The Same, Only Different
On the same day I took Buddy to the ophthalmologist, perhaps while we were at the ophthalmologist, Buster ate something inadvisable. He spent the night in and out of the backyard, every three hours, until around 5:00am.
Buster has what one would delicately describe as a thick form. Such indiscretions are not unusual for him, and we figured he would be fine after a day of rest.
He was up all night Friday, but not on Saturday. We had him skip dinner that night, and he seemed better after his fast. After resuming meals again on Sunday, he was up all night, again until 5:00am. That seems to be the time even his bowels get tired. I made an appointment for him first thing Monday morning.
When I took Buddy to the vet on Thursday, he sat quietly by my side. When the vet stuck little paper things under his eyelids, he didn’t move. When they flashed lights in his eyes and approached him with headgear, he moved, but only to purse his lips like an anxious child. He sat there, a little zen master, waiting patiently while the humans performed their tricks. The only indication he gave that he might be nervous was the occasional tremble in his thighs and the way he would curl up next to me and put his head on my shoulder.
Then, there is Buster.
I’m not even finished opening the car door before his corpulent body is out inspecting the vet parking lot for a morsel of food. (You never know, a 12 year old raisin may have fallen from a Mom Car.) He rushes towards the door like I’m mushing him towards an endless row of toddlers in highchairs with poor pincer grasps. He is the eternal optimist.

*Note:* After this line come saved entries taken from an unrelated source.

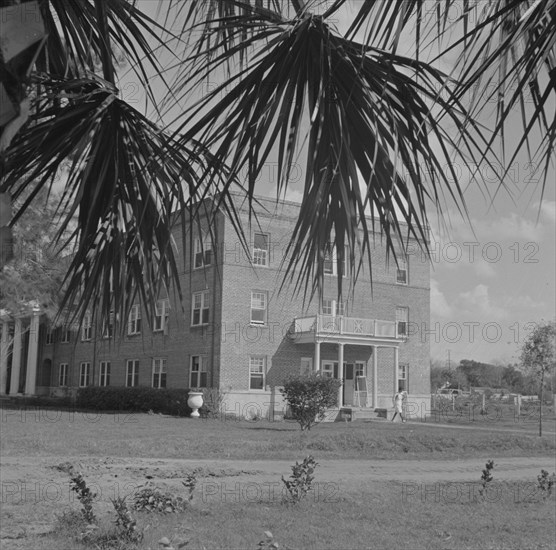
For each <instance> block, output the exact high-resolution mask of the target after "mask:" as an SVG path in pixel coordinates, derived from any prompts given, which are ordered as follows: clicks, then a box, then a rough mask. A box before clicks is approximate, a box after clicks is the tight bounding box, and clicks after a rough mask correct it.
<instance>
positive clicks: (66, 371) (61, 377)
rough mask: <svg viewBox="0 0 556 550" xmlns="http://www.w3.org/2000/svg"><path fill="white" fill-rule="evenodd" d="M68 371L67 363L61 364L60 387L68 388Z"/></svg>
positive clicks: (59, 371) (59, 375) (59, 383)
mask: <svg viewBox="0 0 556 550" xmlns="http://www.w3.org/2000/svg"><path fill="white" fill-rule="evenodd" d="M68 370H69V366H68V364H67V363H60V367H59V369H58V385H59V386H67V385H68Z"/></svg>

Buddy approaches the vet with resignation. Buster approaches the vet with blind hope.
Ten minutes later he is shaking and looking at me wild-eyed as if to say, “I can’t believe it. I really can’t believe it!”
Then he’ll catch the scent of another dog in the waiting room, and the memory of the rectal exam is pushed aside in favor of what lies behind the hollow-core luan door. A Pomeranian, it turns out.
If Buddy is the zen Buddhist on a spiritual pilgrimage, Buster is the greaser in a hot rod on his way to meet a girl under the high school bleachers. They are the same, only different, and we love them both to pieces as we help them navigate these new, somewhat more challenging senior years together.